The Chicago Tribune
September 17, 2009
May the farce be with you, Obama and Daley
By John Kass
www.chicagotribune.com/news/columnists/chi-kass-17-sep17,0,2815845.column
Some think President Barack Obama was playing Zorro on the White House lawn Wednesday, fencing with an Olympic foil, with Mayor Richard Daley looking on.
Others figured the president was Han Solo to the mayoral Yoda, foreshadowing a climactic scene to come in Copenhagen, Obama swooping in on Air Force One as if it were the Millennium (Park) Falcon, heroically rescuing the tiny-legged, verbally challenged sage.
But please, let's not get bogged down in confusing mythic symbolism.
The message from President Obama was real clear politics:
Chicago's president of the United States wants Chicago's political boss happy and hosting the 2016 Olympic Games.
"Chicago is ready, the American people are ready," said the president, with about two weeks until the International Olympic Committee meets in Copenhagen to decide whether Chicago gets the Olympic payoff. "We want these Games."
But a recent Tribune poll showed mixed feelings. People might not be crazy about the Games, but Daley sure is. He reaches for the Olympics the way a drowning man reaches for a floating chunk of wood.

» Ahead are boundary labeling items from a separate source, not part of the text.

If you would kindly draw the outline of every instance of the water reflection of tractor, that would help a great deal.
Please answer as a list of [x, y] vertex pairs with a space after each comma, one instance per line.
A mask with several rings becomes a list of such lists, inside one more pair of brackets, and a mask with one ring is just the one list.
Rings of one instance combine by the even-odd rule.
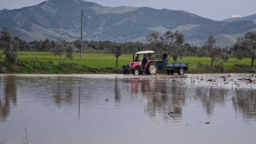
[[[187, 62], [169, 62], [164, 61], [151, 60], [152, 54], [155, 52], [152, 51], [145, 51], [136, 52], [136, 54], [144, 54], [143, 59], [138, 62], [129, 62], [127, 66], [123, 66], [124, 74], [132, 73], [135, 75], [146, 74], [156, 74], [158, 70], [167, 70], [168, 74], [174, 74], [178, 72], [179, 75], [184, 75], [188, 70]], [[149, 60], [148, 60], [146, 54], [150, 54]]]

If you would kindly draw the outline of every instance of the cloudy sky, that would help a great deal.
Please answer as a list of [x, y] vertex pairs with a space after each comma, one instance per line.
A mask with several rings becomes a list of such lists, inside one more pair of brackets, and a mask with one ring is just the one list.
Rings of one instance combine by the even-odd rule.
[[[0, 10], [35, 5], [45, 0], [0, 0]], [[104, 6], [148, 7], [184, 10], [215, 20], [256, 13], [256, 0], [88, 0]]]

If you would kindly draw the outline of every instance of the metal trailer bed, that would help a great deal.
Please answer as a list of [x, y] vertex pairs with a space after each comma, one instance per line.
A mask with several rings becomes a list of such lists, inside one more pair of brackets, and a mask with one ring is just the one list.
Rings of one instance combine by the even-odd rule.
[[188, 70], [188, 62], [166, 62], [164, 61], [158, 61], [156, 65], [158, 69], [167, 70], [168, 74], [174, 74], [174, 72], [178, 72], [179, 75], [184, 75]]

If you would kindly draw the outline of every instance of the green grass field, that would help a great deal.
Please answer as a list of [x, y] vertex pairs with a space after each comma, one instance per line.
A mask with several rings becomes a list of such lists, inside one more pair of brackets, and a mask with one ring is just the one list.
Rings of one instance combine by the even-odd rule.
[[[0, 54], [2, 51], [0, 51]], [[43, 62], [52, 61], [54, 63], [58, 63], [58, 57], [54, 56], [52, 52], [41, 52], [32, 51], [20, 51], [18, 52], [18, 58], [20, 60], [37, 60]], [[86, 65], [88, 66], [95, 67], [114, 67], [116, 66], [116, 58], [114, 54], [90, 54], [83, 53], [83, 57], [80, 57], [80, 53], [76, 53], [74, 54], [74, 59], [72, 60], [67, 59], [64, 63], [75, 63], [80, 65]], [[0, 60], [4, 59], [3, 56]], [[170, 58], [169, 62], [174, 62]], [[215, 61], [213, 64], [215, 65], [222, 62], [226, 67], [232, 66], [234, 64], [245, 64], [250, 66], [251, 59], [244, 58], [242, 60], [237, 60], [236, 58], [230, 58], [228, 62], [224, 62], [221, 60], [219, 62]], [[119, 57], [118, 60], [118, 67], [121, 68], [123, 65], [126, 65], [128, 62], [132, 61], [132, 54], [122, 54]], [[210, 64], [211, 59], [210, 58], [199, 58], [196, 56], [186, 56], [182, 59], [179, 59], [178, 62], [188, 62], [189, 67], [193, 67], [198, 64], [199, 62], [202, 63]]]

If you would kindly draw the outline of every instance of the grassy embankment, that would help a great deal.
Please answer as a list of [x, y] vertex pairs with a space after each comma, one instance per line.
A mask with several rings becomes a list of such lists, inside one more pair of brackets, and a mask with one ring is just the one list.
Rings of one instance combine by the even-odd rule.
[[[2, 52], [0, 51], [0, 53]], [[2, 67], [0, 68], [0, 73], [122, 73], [122, 66], [132, 60], [132, 54], [122, 54], [119, 57], [119, 66], [116, 69], [116, 58], [114, 54], [84, 53], [81, 58], [80, 53], [75, 53], [73, 60], [67, 59], [64, 62], [64, 64], [59, 65], [58, 57], [54, 56], [51, 52], [20, 51], [18, 54], [18, 66], [10, 66], [4, 62], [4, 57], [2, 57], [0, 59], [2, 61], [0, 63]], [[169, 62], [173, 62], [172, 59], [170, 60]], [[186, 56], [178, 60], [179, 62], [188, 62], [189, 70], [187, 73], [190, 73], [251, 72], [246, 70], [250, 68], [251, 61], [250, 58], [240, 60], [231, 58], [227, 62], [222, 60], [214, 61], [215, 67], [212, 68], [208, 66], [210, 64], [210, 58]], [[220, 64], [220, 63], [223, 64]], [[236, 66], [234, 66], [234, 65]]]

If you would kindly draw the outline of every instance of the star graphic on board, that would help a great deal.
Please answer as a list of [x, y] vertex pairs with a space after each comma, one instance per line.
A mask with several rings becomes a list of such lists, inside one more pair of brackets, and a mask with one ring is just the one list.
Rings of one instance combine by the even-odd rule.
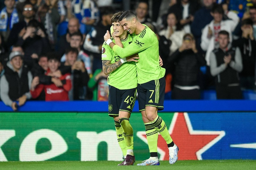
[[[224, 131], [207, 131], [193, 129], [187, 113], [175, 113], [169, 128], [174, 143], [179, 147], [179, 159], [201, 160], [201, 155], [225, 135]], [[145, 132], [138, 132], [137, 135], [147, 143]], [[157, 150], [160, 160], [169, 159], [166, 142], [160, 134]]]

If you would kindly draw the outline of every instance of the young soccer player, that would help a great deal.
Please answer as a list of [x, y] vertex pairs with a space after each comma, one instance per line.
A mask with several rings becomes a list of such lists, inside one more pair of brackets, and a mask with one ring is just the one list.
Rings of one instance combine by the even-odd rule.
[[[120, 39], [120, 45], [125, 47], [132, 39], [119, 23], [118, 18], [122, 13], [119, 12], [114, 14], [111, 20], [115, 37]], [[106, 75], [109, 74], [108, 78], [108, 115], [114, 118], [118, 143], [125, 157], [125, 160], [118, 165], [133, 165], [135, 160], [133, 130], [129, 118], [135, 101], [138, 84], [134, 61], [139, 58], [132, 57], [125, 60], [130, 62], [125, 62], [124, 59], [120, 60], [106, 42], [102, 45], [102, 53], [103, 72]]]
[[[57, 71], [60, 62], [54, 53], [49, 54], [48, 58], [48, 68], [45, 74], [53, 77], [53, 74]], [[45, 94], [46, 101], [69, 100], [68, 92], [72, 86], [69, 73], [62, 75], [59, 78], [58, 78], [61, 81], [62, 85], [57, 87], [53, 83], [50, 85], [39, 84], [39, 79], [36, 80], [35, 78], [32, 81], [30, 89], [30, 92], [33, 98], [38, 97], [42, 91], [44, 90]]]
[[124, 12], [119, 20], [124, 30], [133, 35], [132, 42], [124, 48], [115, 45], [110, 39], [108, 31], [104, 40], [121, 58], [136, 53], [140, 57], [136, 63], [139, 107], [145, 125], [150, 157], [137, 165], [160, 165], [157, 154], [158, 132], [166, 141], [169, 150], [169, 162], [173, 164], [178, 159], [179, 149], [171, 138], [164, 121], [157, 115], [157, 111], [164, 109], [165, 70], [159, 65], [157, 38], [150, 28], [138, 21], [130, 11]]

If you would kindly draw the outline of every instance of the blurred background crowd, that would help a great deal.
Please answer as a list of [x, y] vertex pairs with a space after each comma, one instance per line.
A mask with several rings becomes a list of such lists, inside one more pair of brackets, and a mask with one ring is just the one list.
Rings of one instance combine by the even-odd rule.
[[28, 100], [107, 101], [103, 36], [126, 10], [158, 39], [166, 99], [255, 91], [256, 0], [4, 0], [1, 99], [13, 110]]

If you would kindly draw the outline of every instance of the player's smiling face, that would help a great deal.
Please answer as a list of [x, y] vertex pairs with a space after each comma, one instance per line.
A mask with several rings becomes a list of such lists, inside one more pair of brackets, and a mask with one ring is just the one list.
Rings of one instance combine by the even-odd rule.
[[134, 29], [133, 26], [135, 25], [134, 19], [133, 18], [130, 20], [127, 20], [126, 19], [124, 19], [120, 21], [120, 23], [123, 28], [125, 31], [128, 32], [130, 34], [132, 34], [134, 32]]
[[113, 26], [113, 30], [114, 30], [115, 36], [119, 37], [121, 37], [125, 32], [125, 31], [120, 23], [112, 23], [112, 26]]

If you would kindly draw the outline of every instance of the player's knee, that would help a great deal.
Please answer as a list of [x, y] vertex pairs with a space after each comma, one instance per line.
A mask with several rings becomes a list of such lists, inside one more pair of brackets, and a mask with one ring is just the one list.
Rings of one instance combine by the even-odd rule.
[[[126, 120], [129, 122], [129, 118], [120, 118], [118, 120], [119, 121], [119, 123], [120, 123], [121, 125], [122, 125], [122, 124], [123, 124], [124, 123], [125, 123], [125, 122], [126, 121], [123, 121]], [[122, 122], [123, 122], [123, 123], [122, 123]]]

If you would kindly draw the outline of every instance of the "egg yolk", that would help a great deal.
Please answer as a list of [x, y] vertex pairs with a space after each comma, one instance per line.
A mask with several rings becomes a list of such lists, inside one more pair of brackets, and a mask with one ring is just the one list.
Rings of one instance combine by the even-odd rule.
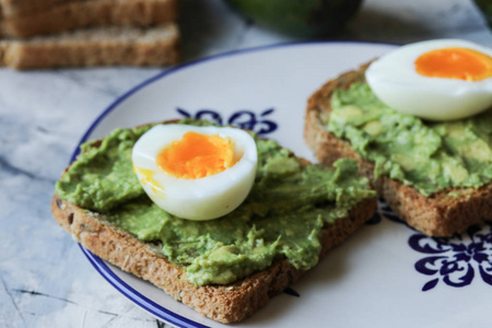
[[492, 77], [492, 57], [468, 48], [444, 48], [421, 55], [417, 72], [429, 78], [482, 81]]
[[186, 132], [157, 155], [157, 166], [168, 175], [198, 179], [214, 175], [236, 163], [231, 138], [218, 134]]

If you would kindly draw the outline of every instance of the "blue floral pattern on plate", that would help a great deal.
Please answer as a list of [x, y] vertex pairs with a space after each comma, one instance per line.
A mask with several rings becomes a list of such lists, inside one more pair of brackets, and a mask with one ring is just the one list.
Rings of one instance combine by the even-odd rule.
[[242, 129], [251, 130], [259, 136], [265, 136], [277, 130], [278, 125], [268, 116], [274, 112], [274, 108], [267, 108], [260, 114], [253, 110], [243, 109], [234, 112], [229, 118], [223, 117], [218, 110], [199, 109], [195, 114], [184, 108], [176, 108], [183, 117], [192, 117], [197, 119], [207, 119], [218, 125], [231, 125]]
[[[378, 212], [368, 223], [377, 224], [382, 216], [415, 231], [379, 200]], [[433, 278], [423, 285], [423, 292], [435, 288], [440, 280], [454, 288], [469, 285], [477, 271], [485, 283], [492, 285], [492, 223], [471, 226], [466, 233], [453, 237], [417, 233], [410, 236], [408, 244], [413, 250], [429, 255], [414, 265], [418, 272]]]
[[472, 226], [466, 234], [453, 237], [414, 234], [408, 243], [412, 249], [429, 255], [415, 262], [417, 271], [433, 277], [422, 291], [435, 288], [440, 280], [455, 288], [469, 285], [477, 270], [492, 285], [492, 223]]

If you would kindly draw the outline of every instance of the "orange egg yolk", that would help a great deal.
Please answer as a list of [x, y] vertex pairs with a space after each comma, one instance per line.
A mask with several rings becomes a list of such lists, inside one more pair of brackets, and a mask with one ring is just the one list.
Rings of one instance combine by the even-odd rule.
[[157, 155], [157, 166], [171, 176], [198, 179], [232, 167], [236, 163], [231, 138], [186, 132]]
[[421, 55], [417, 72], [429, 78], [481, 81], [492, 77], [492, 57], [468, 48], [444, 48]]

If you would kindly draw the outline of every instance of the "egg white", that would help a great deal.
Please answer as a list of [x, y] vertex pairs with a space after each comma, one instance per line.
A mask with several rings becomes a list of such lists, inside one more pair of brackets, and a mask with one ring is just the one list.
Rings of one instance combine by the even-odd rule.
[[[230, 137], [234, 141], [234, 154], [241, 160], [221, 173], [199, 179], [166, 174], [157, 166], [157, 154], [188, 131]], [[253, 137], [241, 129], [157, 125], [137, 141], [132, 161], [143, 189], [159, 207], [178, 218], [210, 220], [230, 213], [249, 194], [256, 176], [257, 149]], [[152, 178], [147, 179], [142, 169], [152, 172]]]
[[429, 78], [414, 62], [423, 54], [442, 48], [469, 48], [492, 57], [492, 49], [460, 39], [427, 40], [402, 46], [366, 70], [371, 90], [389, 107], [429, 120], [469, 117], [492, 106], [492, 78], [481, 81]]

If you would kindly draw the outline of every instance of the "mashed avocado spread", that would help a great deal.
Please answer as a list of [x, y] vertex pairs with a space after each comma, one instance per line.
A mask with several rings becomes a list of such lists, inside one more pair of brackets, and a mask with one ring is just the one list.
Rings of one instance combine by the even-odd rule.
[[424, 196], [492, 180], [492, 109], [462, 120], [423, 121], [384, 105], [363, 83], [337, 91], [331, 107], [328, 131], [374, 163], [376, 177], [389, 176]]
[[162, 245], [162, 254], [197, 285], [229, 283], [281, 258], [298, 269], [312, 268], [323, 226], [375, 196], [352, 160], [338, 161], [335, 169], [302, 165], [274, 141], [256, 138], [257, 175], [244, 203], [216, 220], [178, 219], [147, 197], [132, 172], [131, 149], [150, 128], [119, 129], [101, 144], [83, 144], [56, 194], [141, 241]]

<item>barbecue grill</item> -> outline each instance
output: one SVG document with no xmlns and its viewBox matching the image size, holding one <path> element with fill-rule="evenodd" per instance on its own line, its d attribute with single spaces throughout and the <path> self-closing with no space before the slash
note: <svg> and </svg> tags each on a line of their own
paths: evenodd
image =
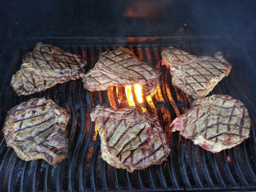
<svg viewBox="0 0 256 192">
<path fill-rule="evenodd" d="M 0 26 L 0 130 L 7 111 L 31 98 L 52 99 L 71 116 L 68 124 L 67 157 L 54 166 L 43 160 L 21 160 L 6 146 L 1 132 L 0 191 L 256 190 L 256 76 L 252 61 L 255 50 L 253 41 L 246 35 L 254 35 L 255 20 L 252 25 L 245 24 L 255 18 L 255 3 L 119 3 L 0 2 L 0 19 L 4 24 Z M 238 10 L 242 13 L 235 18 L 238 22 L 234 22 L 230 15 Z M 244 15 L 245 10 L 251 14 Z M 229 14 L 226 21 L 231 23 L 225 21 L 227 26 L 222 26 L 224 11 Z M 249 28 L 243 31 L 239 28 L 242 26 Z M 146 97 L 135 91 L 135 85 L 90 92 L 83 89 L 80 79 L 18 97 L 10 86 L 12 75 L 20 68 L 23 55 L 38 42 L 83 56 L 87 62 L 86 71 L 93 68 L 101 53 L 121 46 L 127 47 L 156 69 L 159 74 L 157 92 Z M 161 51 L 170 46 L 199 56 L 223 53 L 233 68 L 210 94 L 229 94 L 245 104 L 252 122 L 249 139 L 230 149 L 212 154 L 179 133 L 170 132 L 172 121 L 185 113 L 193 100 L 172 85 L 169 70 L 161 65 Z M 108 165 L 101 157 L 100 139 L 90 119 L 96 105 L 116 108 L 135 106 L 156 116 L 170 145 L 167 160 L 132 173 Z"/>
</svg>

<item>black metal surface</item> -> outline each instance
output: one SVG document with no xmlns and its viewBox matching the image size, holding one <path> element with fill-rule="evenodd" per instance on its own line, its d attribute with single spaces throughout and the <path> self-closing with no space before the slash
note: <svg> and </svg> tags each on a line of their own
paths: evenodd
<svg viewBox="0 0 256 192">
<path fill-rule="evenodd" d="M 133 50 L 140 59 L 153 65 L 159 72 L 159 89 L 148 102 L 136 106 L 157 115 L 164 131 L 172 119 L 184 113 L 192 101 L 171 84 L 170 72 L 161 65 L 161 49 L 167 46 L 181 48 L 198 55 L 213 55 L 222 51 L 233 66 L 210 94 L 230 94 L 243 101 L 252 121 L 250 137 L 241 145 L 219 153 L 211 154 L 194 145 L 175 132 L 170 134 L 171 153 L 161 165 L 130 173 L 108 165 L 101 158 L 100 140 L 89 115 L 96 104 L 117 108 L 127 106 L 125 96 L 119 103 L 116 97 L 124 90 L 116 87 L 91 92 L 83 87 L 81 79 L 71 81 L 30 96 L 18 97 L 10 87 L 12 74 L 19 69 L 22 57 L 38 41 L 59 46 L 82 55 L 86 71 L 93 67 L 99 54 L 119 46 Z M 229 39 L 211 38 L 23 38 L 6 44 L 0 59 L 1 127 L 8 110 L 30 98 L 53 100 L 71 115 L 68 125 L 69 149 L 67 158 L 54 166 L 43 160 L 26 162 L 7 147 L 0 134 L 0 191 L 249 191 L 256 190 L 255 127 L 256 109 L 253 87 L 255 71 L 242 45 Z M 243 67 L 241 67 L 243 63 Z M 120 93 L 121 92 L 121 93 Z M 123 93 L 124 93 L 123 92 Z M 114 95 L 113 99 L 110 95 Z M 125 95 L 124 93 L 124 95 Z M 144 97 L 144 99 L 145 98 Z"/>
</svg>

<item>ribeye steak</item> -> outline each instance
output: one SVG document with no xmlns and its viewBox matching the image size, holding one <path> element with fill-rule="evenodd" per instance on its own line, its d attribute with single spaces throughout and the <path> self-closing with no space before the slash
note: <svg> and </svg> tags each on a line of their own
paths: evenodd
<svg viewBox="0 0 256 192">
<path fill-rule="evenodd" d="M 241 101 L 229 95 L 214 94 L 196 99 L 170 128 L 203 149 L 217 153 L 247 138 L 250 126 L 248 110 Z"/>
<path fill-rule="evenodd" d="M 51 100 L 31 99 L 8 112 L 3 132 L 7 146 L 20 158 L 43 159 L 54 165 L 67 156 L 69 118 L 66 110 Z"/>
<path fill-rule="evenodd" d="M 24 55 L 21 68 L 13 75 L 11 85 L 18 95 L 30 95 L 83 77 L 86 65 L 82 56 L 38 43 Z"/>
<path fill-rule="evenodd" d="M 132 172 L 164 161 L 170 152 L 155 118 L 135 107 L 120 109 L 97 106 L 91 114 L 101 138 L 102 158 Z"/>
<path fill-rule="evenodd" d="M 202 98 L 212 91 L 231 68 L 222 53 L 214 57 L 197 57 L 173 47 L 161 53 L 163 64 L 170 68 L 172 83 L 194 98 Z"/>
<path fill-rule="evenodd" d="M 91 91 L 139 84 L 146 95 L 154 92 L 156 81 L 153 68 L 123 47 L 101 53 L 95 67 L 83 78 L 84 89 Z"/>
</svg>

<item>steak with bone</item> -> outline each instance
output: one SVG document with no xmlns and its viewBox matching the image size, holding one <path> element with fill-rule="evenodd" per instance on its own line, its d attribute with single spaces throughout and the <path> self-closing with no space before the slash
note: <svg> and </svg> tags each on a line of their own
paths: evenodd
<svg viewBox="0 0 256 192">
<path fill-rule="evenodd" d="M 116 168 L 146 169 L 165 161 L 170 149 L 157 120 L 135 107 L 97 106 L 91 114 L 101 139 L 102 157 Z"/>
<path fill-rule="evenodd" d="M 28 95 L 75 80 L 85 75 L 86 65 L 82 56 L 53 45 L 38 43 L 24 55 L 21 69 L 13 75 L 11 86 L 18 95 Z"/>
<path fill-rule="evenodd" d="M 43 159 L 54 165 L 67 156 L 69 118 L 66 110 L 51 100 L 31 99 L 8 112 L 3 132 L 7 145 L 20 158 Z"/>
<path fill-rule="evenodd" d="M 194 98 L 202 98 L 212 91 L 232 68 L 222 53 L 214 57 L 197 57 L 173 47 L 161 53 L 163 64 L 170 68 L 172 83 Z"/>
<path fill-rule="evenodd" d="M 196 99 L 170 128 L 204 149 L 218 153 L 249 137 L 250 126 L 248 110 L 241 101 L 229 95 L 214 94 Z"/>
<path fill-rule="evenodd" d="M 154 92 L 156 81 L 154 69 L 123 47 L 101 53 L 95 67 L 83 78 L 84 89 L 91 91 L 138 83 L 146 95 Z"/>
</svg>

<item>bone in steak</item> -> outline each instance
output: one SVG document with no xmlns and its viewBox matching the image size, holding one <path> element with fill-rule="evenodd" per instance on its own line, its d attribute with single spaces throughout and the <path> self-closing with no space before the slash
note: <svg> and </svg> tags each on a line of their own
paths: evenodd
<svg viewBox="0 0 256 192">
<path fill-rule="evenodd" d="M 217 52 L 214 57 L 197 57 L 173 47 L 161 53 L 163 65 L 170 68 L 173 85 L 191 95 L 202 98 L 212 91 L 231 68 L 230 63 Z"/>
<path fill-rule="evenodd" d="M 248 110 L 241 101 L 229 95 L 214 94 L 196 99 L 170 128 L 203 149 L 217 153 L 249 137 L 250 126 Z"/>
<path fill-rule="evenodd" d="M 142 92 L 146 95 L 154 92 L 156 80 L 151 67 L 123 47 L 101 53 L 94 68 L 83 78 L 84 89 L 91 91 L 138 83 L 142 86 Z"/>
<path fill-rule="evenodd" d="M 82 56 L 42 43 L 24 55 L 22 62 L 11 82 L 18 95 L 30 95 L 58 83 L 82 78 L 86 64 Z"/>
<path fill-rule="evenodd" d="M 69 118 L 65 109 L 51 100 L 31 99 L 8 112 L 3 132 L 7 145 L 20 158 L 43 159 L 54 165 L 67 156 L 66 127 Z"/>
<path fill-rule="evenodd" d="M 91 117 L 101 139 L 102 158 L 130 172 L 164 161 L 170 152 L 155 118 L 135 107 L 115 109 L 97 106 Z"/>
</svg>

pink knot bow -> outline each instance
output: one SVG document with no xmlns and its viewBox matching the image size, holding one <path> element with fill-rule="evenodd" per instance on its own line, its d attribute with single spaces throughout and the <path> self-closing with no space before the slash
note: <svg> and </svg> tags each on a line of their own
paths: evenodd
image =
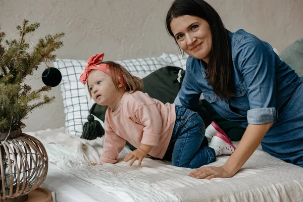
<svg viewBox="0 0 303 202">
<path fill-rule="evenodd" d="M 100 54 L 94 55 L 89 58 L 88 61 L 87 61 L 87 65 L 85 66 L 84 69 L 84 71 L 80 76 L 80 82 L 83 84 L 86 83 L 88 74 L 89 74 L 89 72 L 92 70 L 94 69 L 103 71 L 102 69 L 103 69 L 105 67 L 106 69 L 106 64 L 99 65 L 102 62 L 104 57 L 104 53 L 102 53 Z M 107 74 L 106 70 L 104 72 Z"/>
<path fill-rule="evenodd" d="M 104 54 L 102 53 L 100 54 L 96 54 L 92 56 L 89 58 L 88 61 L 87 61 L 87 65 L 85 66 L 84 68 L 84 71 L 80 76 L 80 82 L 83 84 L 86 83 L 87 82 L 87 77 L 88 74 L 92 70 L 97 70 L 102 71 L 103 72 L 107 73 L 109 75 L 111 75 L 111 72 L 107 69 L 107 66 L 106 64 L 100 64 L 103 60 L 103 57 L 104 57 Z M 122 72 L 119 71 L 119 75 L 118 76 L 118 81 L 119 82 L 123 87 L 126 89 L 127 85 L 126 83 L 124 81 L 123 74 Z"/>
</svg>

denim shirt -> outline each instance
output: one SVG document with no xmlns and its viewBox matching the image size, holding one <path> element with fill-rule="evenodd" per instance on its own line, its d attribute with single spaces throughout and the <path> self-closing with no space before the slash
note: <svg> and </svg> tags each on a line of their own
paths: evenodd
<svg viewBox="0 0 303 202">
<path fill-rule="evenodd" d="M 276 121 L 278 112 L 300 82 L 298 76 L 280 60 L 268 43 L 243 29 L 228 33 L 235 95 L 229 99 L 219 97 L 205 79 L 205 63 L 189 56 L 179 92 L 181 104 L 194 109 L 203 93 L 220 115 L 242 127 Z"/>
</svg>

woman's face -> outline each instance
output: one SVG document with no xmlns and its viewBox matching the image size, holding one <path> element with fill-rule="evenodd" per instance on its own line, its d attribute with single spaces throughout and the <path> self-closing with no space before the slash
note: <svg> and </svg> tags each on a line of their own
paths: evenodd
<svg viewBox="0 0 303 202">
<path fill-rule="evenodd" d="M 212 50 L 212 33 L 208 23 L 197 16 L 173 19 L 171 29 L 178 45 L 188 55 L 208 63 Z"/>
</svg>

And if Daley doesn't get the Olympics –– if the IOC chooses Rio, Tokyo or Madrid –– don't be surprised if this becomes the mayor's last term.
Because, after a 20-year spending spree, the money is finally gone. Daley is now so desperate for cash that he allowed parking meter rates to be increased, knowing there would be a public backlash.
Now he needs that Olympic gold, to pass it out among the hungry interests and maintain control. His Olympic push is not about sport. It's never been about sport. The Olympic theme song and wondering who might carry the torch down Michigan Avenue has been part of the children's fairy tale.
But grown-ups know that the Chicago Olympics are about keeping Daley in power. Period. It began four years ago, just as big business and labor and the guys behind the guys started wondering if Daley was weakening. A boss thought to be weak is a boss in danger. So just getting to this point has been a masterful political stroke on the part of the mayor.
In August 2004, Daley was busy ridiculing the idea of a Chicago Olympics.
"The Olympics is a construction industry," he told the Rotary Club. "They wanted $2 million from me just to make a proposal! They want to build everything new."
Back then, he was in trouble. The Hired Truck scandal was widening. Daley's administration was also under siege by another federal investigation into the wholesale abuse of political patronage through the mayor's office. Taxpayers subsidized Daley's political troops who were working the precincts and controlling elections.
In December 2004, Daley loyalist and water department boss Donald Tomczak was charged with bribery. Tomczak's illegal patronage army of hundreds of workers helped elect then-U.S. Rep. Rahm Emanuel (D-Tomczak) to office. Emanuel is now Obama's chief of staff.
In May 2005, the feds raided the mayor's offices with search warrants. On July 18, 2005, Daley patronage chief Robert Sorich and others were charged with fraud. Daley would soon be sitting down with federal prosecutors, giving his own deposition on corruption matters.
But one week after Sorich and others were charged in the July 18 indictments, the mayor formally changed his tune and started backing the Olympics for Chicago.
"It would be done with private money," said the mayor. "This is a big-ticket item that ... we should look at very carefully."
In the weeks leading up to that announcement, Daley privately began offering a choice to establishment Chicago:
Get on the Olympic bus with the mayor or get left behind. No CEO could afford to be left behind. They jumped on, as did the rest of the power players.
That was Daley's brilliance. The 2016 Olympics became the mortar keeping his brick house from collapsing. If he wins the Olympics, he'll stay boss for years.
Even the president, who once vowed to transcend the cynical politics of the past, jumped on board. Why not? The guys running the Obama White House come direct from Daley's City Hall.
On Wednesday, as the president joked around with swords, First Lady Michelle Obama offered a reality check. She'll accompany Daley to the Oct. 2 IOC meeting in Copenhagen.
Don't be shocked if the president makes a "surprise" appearance and wins the day.
"You should have seen the president in there fencing, it was pathetic," Mrs. Obama laughed. "But he passed the baton really well."
Actually, Daley passed the baton. And now it can't be dropped.
It is handed from Chicago's boss to his presidential anchorman, in the most important political relay of Daley's life.